George Crerar
- Born: George Graham Crerar 1 October 1914 Glasgow, Scotland
- Died: 6 December 1986 (aged 72) Worthing, England

Rugby union career
- Position: Centre

Amateur team(s)
- Years: Team / Apps / (Points)
- Glasgow Academicals

Provincial / State sides
- Years: Team / Apps / (Points)
- 1937: Glasgow District

83rd President of the Scottish Rugby Union
- In office 1969–1970
- Preceded by: Bill Nicholson
- Succeeded by: Robert Wilson Shaw

Cricket information
- Batting: Right-handed
- Bowling: Slow left-arm orthodox

International information
- National side: Scotland;

Domestic team information
- 1947–1948: Scotland

Career statistics
| Competition | First-class |
| Matches | 2 |
| Runs scored | 76 |
| Batting average | 19.00 |
| 100s/50s | 0/0 |
| Top score | 36 |
| Catches/stumpings | 1/– |
- Source: Cricinfo, 17 April 2020

= George Crerar =

Scottish cricketer and rugby union player

George Crerar (1 October 1914 – 6 December 1986) was a Scotland international cricketer.
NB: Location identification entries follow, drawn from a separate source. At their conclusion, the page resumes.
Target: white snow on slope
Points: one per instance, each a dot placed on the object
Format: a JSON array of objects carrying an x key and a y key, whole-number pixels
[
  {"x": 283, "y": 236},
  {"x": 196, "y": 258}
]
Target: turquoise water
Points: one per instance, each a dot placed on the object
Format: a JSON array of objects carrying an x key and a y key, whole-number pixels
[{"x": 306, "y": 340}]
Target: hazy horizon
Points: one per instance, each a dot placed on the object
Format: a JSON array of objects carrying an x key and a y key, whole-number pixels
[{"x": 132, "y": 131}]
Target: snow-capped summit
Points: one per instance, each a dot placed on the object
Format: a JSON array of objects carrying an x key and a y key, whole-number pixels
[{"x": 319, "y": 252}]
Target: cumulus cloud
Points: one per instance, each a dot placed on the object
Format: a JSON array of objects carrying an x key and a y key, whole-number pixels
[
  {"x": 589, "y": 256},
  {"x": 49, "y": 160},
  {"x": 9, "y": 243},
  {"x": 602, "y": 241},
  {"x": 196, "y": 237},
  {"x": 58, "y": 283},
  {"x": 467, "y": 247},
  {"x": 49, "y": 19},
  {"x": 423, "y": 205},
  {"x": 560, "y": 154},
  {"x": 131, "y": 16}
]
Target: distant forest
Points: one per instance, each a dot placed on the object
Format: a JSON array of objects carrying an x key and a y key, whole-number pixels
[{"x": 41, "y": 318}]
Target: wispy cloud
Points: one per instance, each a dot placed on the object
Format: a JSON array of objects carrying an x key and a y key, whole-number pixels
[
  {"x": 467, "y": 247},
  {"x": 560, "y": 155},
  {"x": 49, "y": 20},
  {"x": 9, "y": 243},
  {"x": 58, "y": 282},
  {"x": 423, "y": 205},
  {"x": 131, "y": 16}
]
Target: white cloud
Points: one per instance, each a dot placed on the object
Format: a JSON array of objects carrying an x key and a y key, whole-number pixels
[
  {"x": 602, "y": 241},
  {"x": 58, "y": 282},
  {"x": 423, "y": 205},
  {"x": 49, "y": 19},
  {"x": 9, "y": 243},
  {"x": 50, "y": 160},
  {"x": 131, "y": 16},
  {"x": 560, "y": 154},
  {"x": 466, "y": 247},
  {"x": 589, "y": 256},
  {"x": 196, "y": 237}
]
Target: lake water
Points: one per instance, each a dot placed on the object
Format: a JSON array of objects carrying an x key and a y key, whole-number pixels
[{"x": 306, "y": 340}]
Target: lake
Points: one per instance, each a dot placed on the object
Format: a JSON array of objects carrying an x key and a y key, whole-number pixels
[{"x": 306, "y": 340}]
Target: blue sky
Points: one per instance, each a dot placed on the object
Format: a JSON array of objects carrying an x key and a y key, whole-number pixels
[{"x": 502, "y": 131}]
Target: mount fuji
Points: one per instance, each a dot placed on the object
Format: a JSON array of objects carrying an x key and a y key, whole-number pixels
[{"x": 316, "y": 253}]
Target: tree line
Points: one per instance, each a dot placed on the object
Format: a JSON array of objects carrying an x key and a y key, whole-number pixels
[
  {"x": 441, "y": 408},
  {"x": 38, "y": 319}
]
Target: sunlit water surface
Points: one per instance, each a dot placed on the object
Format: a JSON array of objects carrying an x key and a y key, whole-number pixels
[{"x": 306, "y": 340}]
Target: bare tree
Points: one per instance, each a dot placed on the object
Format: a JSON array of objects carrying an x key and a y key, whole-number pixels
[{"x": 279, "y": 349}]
He was also a Scottish rugby union player. He was the 83rd President of the Scottish Rugby Union.

==Rugby Union career==

===Amateur career===

He played for Glasgow Academicals.

===Provincial career===

He played for Glasgow District in the 1937 inter-city match.

===Administrative career===

He became the 83rd President of the Scottish Rugby Union. He served the standard one year from 1969 to 1970.

==Cricket career==

Crerar played cricket for Glasgow Academicals. He also represented the Scotland international side.